米国時間11月30日午前、Adam Selipsky(アダム・セリプスキー)は2021年にAndy Jassy(アンディ・ジャシー)氏からCEOを引き継いで以来、初めてAWS re:Inventカンファレンスの基調講演を行った。重責をともなう任務だったが、それはセリプスキー氏がAWSチームをまったく知らなかったという意味ではない。事実、彼はごく初期からこの部門に関わり、ジャシー氏を助けてAWSを巨大ビジネスに育てた後、2016年に退社してTableau(タブロー)のCEOになった。
初日は歴史を学ぶことから始めたが、背景を知るために誰か頼る必要はなかった。なにしろかつてシアトルでウェブサービスを売るという得体のしれないアイデアの扉を開いた時、彼はそこにいたのだから。
セリプスキー氏が初期の潜在顧客にクラウドインフラストラクチャーのコンセプトのプレゼンテーションをした時、誰も理解できなかった。「これが本を売ること何の関係があるのですか?」と繰り返し聞かれた。

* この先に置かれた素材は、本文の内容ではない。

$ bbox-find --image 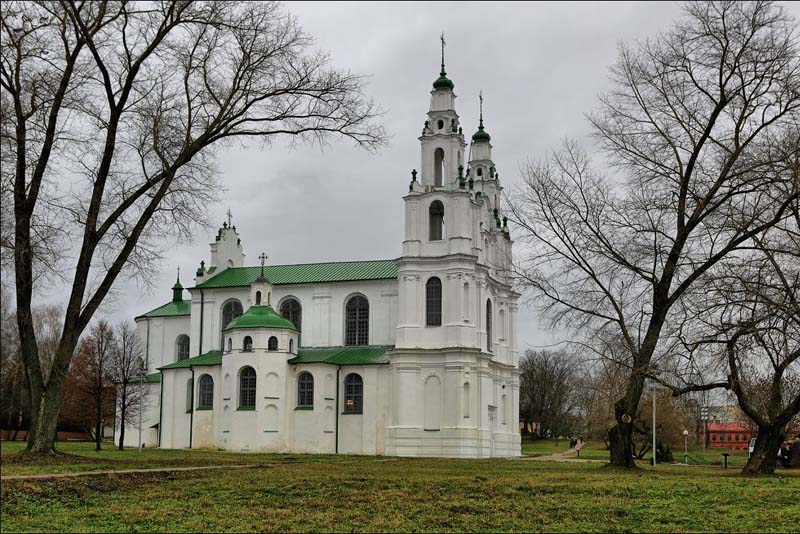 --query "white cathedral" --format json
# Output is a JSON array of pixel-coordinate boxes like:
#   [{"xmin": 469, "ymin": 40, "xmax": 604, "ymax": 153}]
[{"xmin": 117, "ymin": 52, "xmax": 520, "ymax": 458}]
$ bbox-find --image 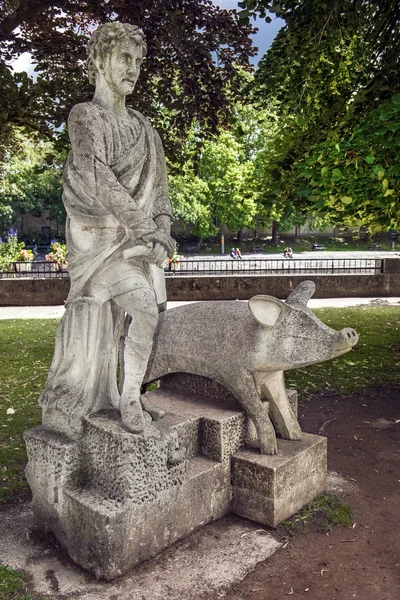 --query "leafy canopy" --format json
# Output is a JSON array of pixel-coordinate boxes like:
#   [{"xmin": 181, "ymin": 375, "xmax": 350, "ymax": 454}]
[
  {"xmin": 241, "ymin": 0, "xmax": 400, "ymax": 231},
  {"xmin": 0, "ymin": 0, "xmax": 254, "ymax": 158}
]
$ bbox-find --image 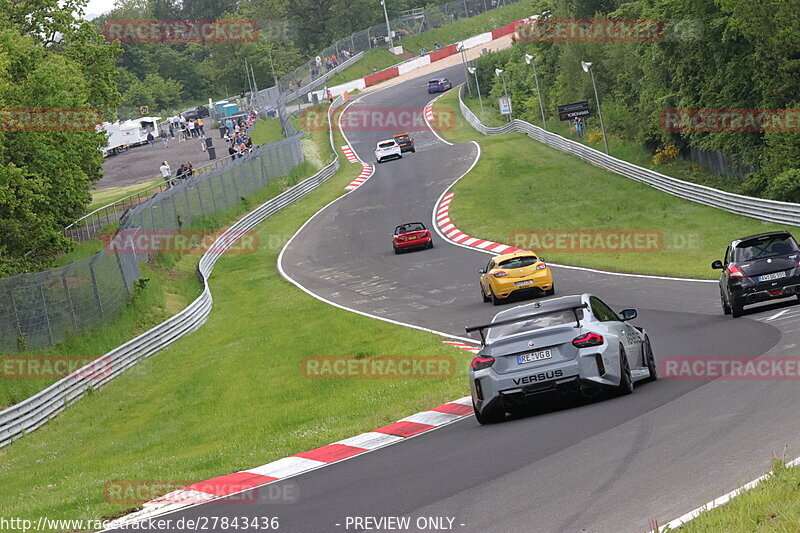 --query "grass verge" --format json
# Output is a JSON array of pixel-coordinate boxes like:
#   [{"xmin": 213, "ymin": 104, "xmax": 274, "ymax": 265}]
[
  {"xmin": 677, "ymin": 460, "xmax": 800, "ymax": 533},
  {"xmin": 436, "ymin": 91, "xmax": 790, "ymax": 279},
  {"xmin": 328, "ymin": 0, "xmax": 544, "ymax": 87},
  {"xmin": 0, "ymin": 134, "xmax": 330, "ymax": 408},
  {"xmin": 86, "ymin": 178, "xmax": 164, "ymax": 212},
  {"xmin": 0, "ymin": 105, "xmax": 468, "ymax": 520},
  {"xmin": 250, "ymin": 118, "xmax": 285, "ymax": 145}
]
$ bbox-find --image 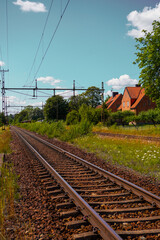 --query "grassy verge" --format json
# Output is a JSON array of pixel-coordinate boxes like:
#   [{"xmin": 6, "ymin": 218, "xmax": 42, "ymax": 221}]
[
  {"xmin": 18, "ymin": 121, "xmax": 92, "ymax": 142},
  {"xmin": 16, "ymin": 122, "xmax": 160, "ymax": 179},
  {"xmin": 0, "ymin": 128, "xmax": 18, "ymax": 239},
  {"xmin": 74, "ymin": 136, "xmax": 160, "ymax": 180},
  {"xmin": 93, "ymin": 124, "xmax": 160, "ymax": 137}
]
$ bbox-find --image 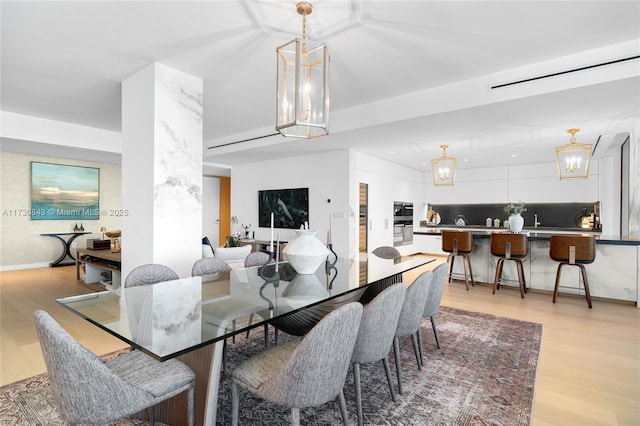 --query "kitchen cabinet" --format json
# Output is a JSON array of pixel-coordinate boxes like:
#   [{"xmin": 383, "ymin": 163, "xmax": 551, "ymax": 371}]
[{"xmin": 413, "ymin": 233, "xmax": 449, "ymax": 256}]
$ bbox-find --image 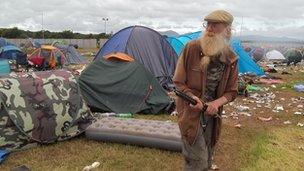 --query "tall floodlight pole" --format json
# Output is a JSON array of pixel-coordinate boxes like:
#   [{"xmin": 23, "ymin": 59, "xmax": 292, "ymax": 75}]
[
  {"xmin": 41, "ymin": 12, "xmax": 44, "ymax": 43},
  {"xmin": 240, "ymin": 16, "xmax": 243, "ymax": 36},
  {"xmin": 102, "ymin": 18, "xmax": 109, "ymax": 34}
]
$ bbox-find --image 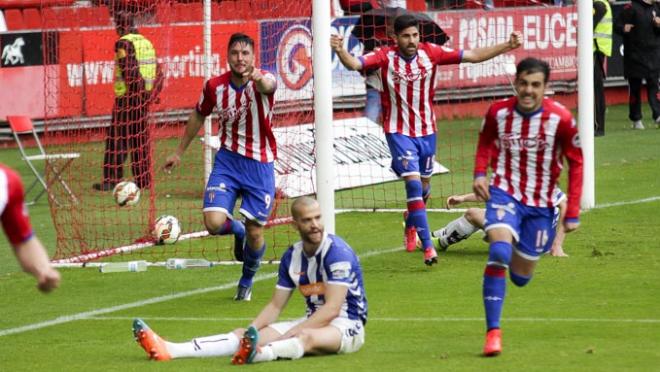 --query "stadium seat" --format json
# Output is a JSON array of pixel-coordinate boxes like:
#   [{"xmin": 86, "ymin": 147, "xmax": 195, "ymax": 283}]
[
  {"xmin": 156, "ymin": 4, "xmax": 174, "ymax": 24},
  {"xmin": 172, "ymin": 3, "xmax": 204, "ymax": 22},
  {"xmin": 23, "ymin": 8, "xmax": 43, "ymax": 30},
  {"xmin": 7, "ymin": 115, "xmax": 80, "ymax": 205},
  {"xmin": 41, "ymin": 8, "xmax": 79, "ymax": 29},
  {"xmin": 5, "ymin": 9, "xmax": 26, "ymax": 31},
  {"xmin": 0, "ymin": 0, "xmax": 76, "ymax": 9}
]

なんと答えたのかを同氏は明かさなかったが、私の予想は「何の関係もありません。すべてに関係があるのです」だ。数年前、Amazon CTOのWerner Vogels(ワーナー・ボーゲルズ)氏と一緒の講演で、セリプスキー氏は似たような話をした。当時同氏は、Amazonが何かを売ることを目的にしたことはないといった。目的は大規模なウェブビジネスを構築することだ。
現在のクラウドインフラストラクチャーベンダーのトップ3、Amazon、Microsoft(マイクロソフト)、Google(グーグル)を見てみると、いずれもビジネスを大規模に展開することが非常に得意であり、データセンターの運営が主要な位置を占めている。今振り返れば、ブックセラーがインフラストラクチャー・サービスを売るアイデアを思いつくことは、ほとんど論理的に思えるが、もちろん当時はそうではなかった。

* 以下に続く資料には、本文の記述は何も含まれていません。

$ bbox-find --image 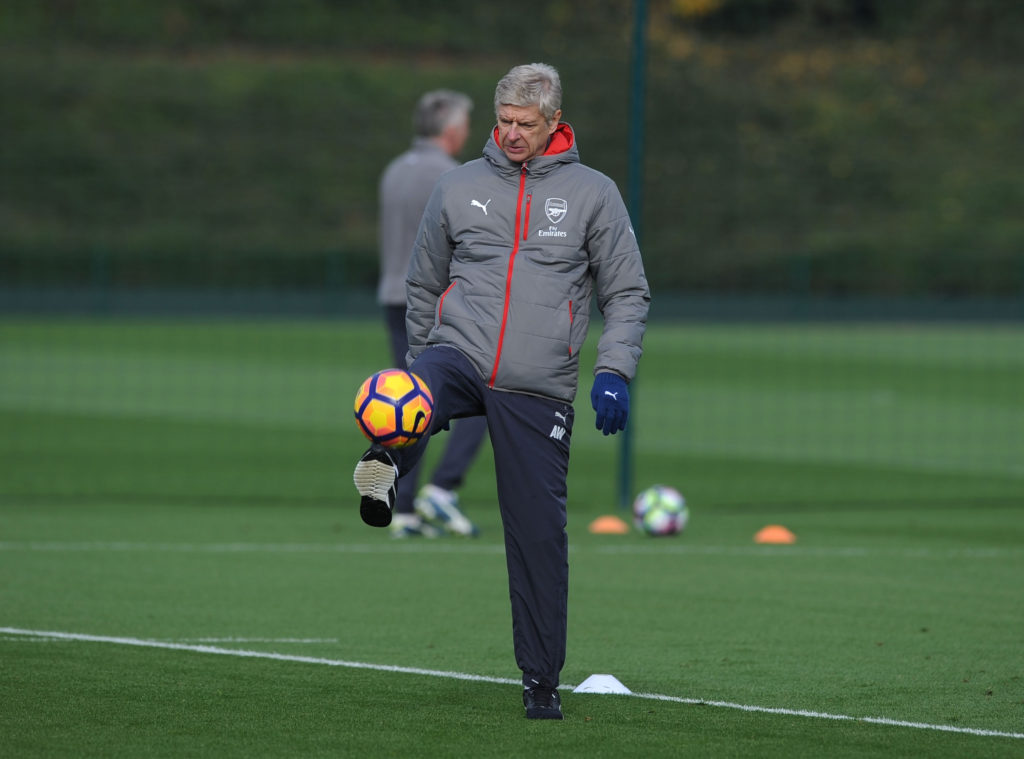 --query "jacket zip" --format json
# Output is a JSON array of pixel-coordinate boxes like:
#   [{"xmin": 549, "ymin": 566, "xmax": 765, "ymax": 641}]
[{"xmin": 487, "ymin": 164, "xmax": 532, "ymax": 387}]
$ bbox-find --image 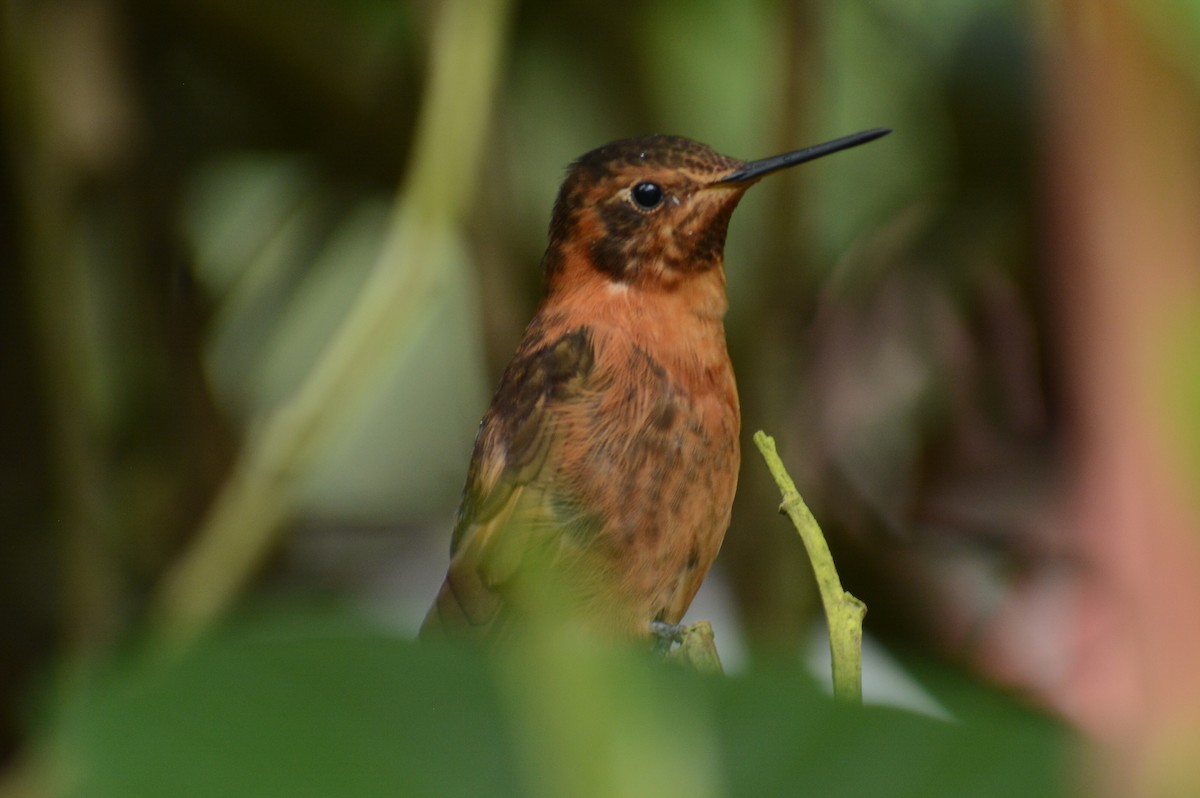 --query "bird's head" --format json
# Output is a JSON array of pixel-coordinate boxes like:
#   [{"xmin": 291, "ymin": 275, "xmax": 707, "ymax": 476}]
[{"xmin": 544, "ymin": 130, "xmax": 888, "ymax": 292}]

2005年、クラウドとは何かを本当にわかっている人はいなかったし、いたとしてもそれは広く理解されているコンセプトではなかった。私が初めてこの用語を聞いたのは、ボストンでWeb 2.0カンファレンスが行われた2008年頃だった。そこでは、Amazon、GoogleとSalesforce(セールスフォース)の担当者が、クラウドは何であるか、なぜ重要なのかを話していた。
多くのIT関係者がマイクの前に並んで質問とコメントを浴びせ、反発を露にしていたことを覚えている。彼らに会社のデータを本屋に預けるつもりがなかったことは間違いない。そうするまでは。
セリプスキー氏自身でさえ、参加した当初は完全には理解していなかった。最近Bloomberg(ブルームバーグ)のEmily Chang(エミリー・チャン)氏のインタビューで彼はこう話した。「受けた電話はこんな風でした、『このプロジェクトはAmazonの根幹を引っ張り出して、世間にさらけ出すことです』。そしてそれは興味をそそりましたが、一体なんのことなのか完全にはわかっていなかったことを白状します」。
アンディ・ジャシー氏はアイデアの起源について2016年のTechCrunch記事で説明している。それは2003年の幹部たちによる社外でのブレインストームミーティングのときだった。
ジャシー氏はこう振り返る。仕事を進めていくつれ、チームは自分たちがコンピュート(計算)、ストレージ、データベースなどのインフラストラクチャーサービスの運用がかなり得意になっていることに気づいた。さらに重要なのは、信頼性の高い、スケール可能でコスト効果の高いデータセンターを運営することに関する高いスキルを、彼らが必要に迫られて身に着けていたことだった。Amazonのような薄利のビジネスでは、できる限り無駄を減らし効率を上げる必要があった。
その時だった。完全に言葉にすることさえなく、後にAWSとなるアイデアをみんなで練り始め、デベロッパーにインフラストラクチャー・サービスを提供する新ビジネスを始めたらどうだろうかと考え始めた。
そしてついに、彼らは2005年にセリプスキー氏を採用する時に説明したことを成し遂げた。書籍販売ウェブサイトの中心部をさらけ出し、顧客に販売した。それは本を売ることとはあまり関係なかったが、すべてに関係があった。そして今そのアイデアは600億ドル(約6兆7840億円)のビジネスになっている。